/ PROJECTS, FIREFOX, MAF

Firefox MAF

For MAF I am the creator and initially the sole developer. Now MAF is maintained by Paolo Amadini.

I created the Mozilla Archive Format extension while I was doing research for my Master’s project at the University of the West Indies, St. Augustine campus. I had quite a number of topics I wanted to research and unfortunately I only had rather slow Internet dial up access at home at the time. I was afforded a limited amount of time in the postgraduate computer lab that had very speedy Internet access. The computers I used in the postgraduate lab ran Windows, but at home I ran Linux (SUSE at the time). I didn’t think this would be an issue until I saved quite a bit of work as MHTs (Microsoft’s Web Archive format) and was unable to open them at home. This was quite frustrating as would be expected as none of the MHT extraction / conversion tools I found at the time were up to snuff.

Around this time Netscape was being re-worked as an open source project and Firefox (originally Firebird from what I recall) was not even at version 0.2. I had a look at the code base and saw Firefox’s potential, especially as they were using the rendering engine to render the whole interface. This meant that being able to extend the interface became a matter of some strategically placed Javascript, CSS and XML. Firefox’s development progressed rapidly and as I got more familiar with the code I started developing extensions to see what I could do; change a menu entry here, add an icon to the toolbar there, run a batch file etc.

At this time I realised I could create something that could read the hundreds of MHTs I was using for research, so I read the MHTML specification (RFC2557) and decided I would try to implement it in Javascript. After a few false starts I was able to decode MHTs created with Internet Explorer, place them in a temporary directory and direct Firefox to open them. After reading through the RFC however, I realised two things:

  1. There were things that you could realistically (and easily) ignore that were errors in MHT decoding that Internet Explorer couldn’t handle and
  2. MHT files were huge compared to the actual size of the content because all the attachments were MIME encoded.

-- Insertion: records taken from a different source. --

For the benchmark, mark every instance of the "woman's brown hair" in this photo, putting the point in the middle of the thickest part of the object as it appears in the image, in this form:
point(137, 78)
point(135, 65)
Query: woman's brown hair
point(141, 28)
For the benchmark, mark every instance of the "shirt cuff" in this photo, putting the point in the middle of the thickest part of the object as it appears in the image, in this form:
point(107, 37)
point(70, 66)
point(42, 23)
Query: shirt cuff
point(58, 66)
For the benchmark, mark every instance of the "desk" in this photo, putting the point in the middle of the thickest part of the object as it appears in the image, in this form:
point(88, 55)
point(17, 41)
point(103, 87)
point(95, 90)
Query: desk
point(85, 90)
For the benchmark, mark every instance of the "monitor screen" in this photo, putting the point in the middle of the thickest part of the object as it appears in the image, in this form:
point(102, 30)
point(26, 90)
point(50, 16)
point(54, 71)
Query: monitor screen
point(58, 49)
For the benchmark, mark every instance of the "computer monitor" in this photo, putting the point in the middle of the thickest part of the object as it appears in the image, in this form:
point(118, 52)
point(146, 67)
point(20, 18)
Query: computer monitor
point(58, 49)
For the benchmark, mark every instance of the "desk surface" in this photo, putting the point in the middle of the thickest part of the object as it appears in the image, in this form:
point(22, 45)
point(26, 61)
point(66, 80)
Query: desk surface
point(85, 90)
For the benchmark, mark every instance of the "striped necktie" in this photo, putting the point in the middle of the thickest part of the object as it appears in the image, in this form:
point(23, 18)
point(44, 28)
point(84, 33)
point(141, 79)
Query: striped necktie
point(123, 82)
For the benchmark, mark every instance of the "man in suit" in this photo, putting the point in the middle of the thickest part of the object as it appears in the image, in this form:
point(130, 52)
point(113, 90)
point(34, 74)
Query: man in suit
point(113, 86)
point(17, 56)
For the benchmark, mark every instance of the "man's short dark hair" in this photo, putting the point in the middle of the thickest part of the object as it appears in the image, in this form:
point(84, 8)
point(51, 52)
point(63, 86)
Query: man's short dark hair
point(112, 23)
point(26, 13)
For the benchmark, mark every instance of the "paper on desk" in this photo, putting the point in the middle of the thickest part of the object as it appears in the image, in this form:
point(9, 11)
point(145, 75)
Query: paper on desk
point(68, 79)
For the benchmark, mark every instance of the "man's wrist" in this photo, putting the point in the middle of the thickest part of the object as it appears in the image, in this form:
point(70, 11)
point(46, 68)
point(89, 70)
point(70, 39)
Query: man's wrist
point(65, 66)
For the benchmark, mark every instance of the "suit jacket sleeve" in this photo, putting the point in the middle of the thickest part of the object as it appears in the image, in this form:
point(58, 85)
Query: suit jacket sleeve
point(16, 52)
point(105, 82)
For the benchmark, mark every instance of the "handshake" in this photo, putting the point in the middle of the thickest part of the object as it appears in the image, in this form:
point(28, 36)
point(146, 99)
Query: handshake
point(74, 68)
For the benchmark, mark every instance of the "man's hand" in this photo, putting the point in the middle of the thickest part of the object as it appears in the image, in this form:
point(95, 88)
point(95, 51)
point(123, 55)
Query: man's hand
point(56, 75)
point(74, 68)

As a side effect of implementing the MHT decoding in javascript and being liberal with the error handling, I was able to open MHT files that even Internet Explorer couldn’t open (despite being the source for saving them)

The size increase of MHT archives inspired me to find some other way of storing the HTML file and associated attachments. The best way I could figure was to create a format based on some sort of standard. After some consideration I thought that a ZIP archive would be the best base to use, except Firefox did not have any facility to create zip files. There was a JAR file handler (which was essentially ZIP) that let you read zip files, but no zip file creation. I designed the format with the zip standard in mind, giving options wherever I could to use external zip programs to create the archives on both Windows and Linux. Eventually I created an XPCOM zip library based on some C zip code I found, but it was a bit flaky (I blame the XPCOM interfaces I had to program to expose the interface to Javascript). Eventually an official zip service was created and none of my custom zip code, script or configuration was necessary again. Around this time tabs started getting popular (ah Opera) and there were some implementations in Firefox which were pretty useful. With my desire to automate everything still pretty strong, I then wrote code to iterate through the tabs and save all of them in a MAF archive. I also looked at the meta data I could store which were especially important to my thesis write up - the URL and the date the URL was retrieved.

Over ten years later, my project is still going strong. As time progressed and I left the university life, I was unable to dedicate the time and resources MAF needed. It was difficult to let go, but after some time and I handed the project over to a willing and extremely able colleague - Paolo Amadini. He carries on maintaining the project and its code to this day. While the code has changed quite a bit over the years, the format remains the same.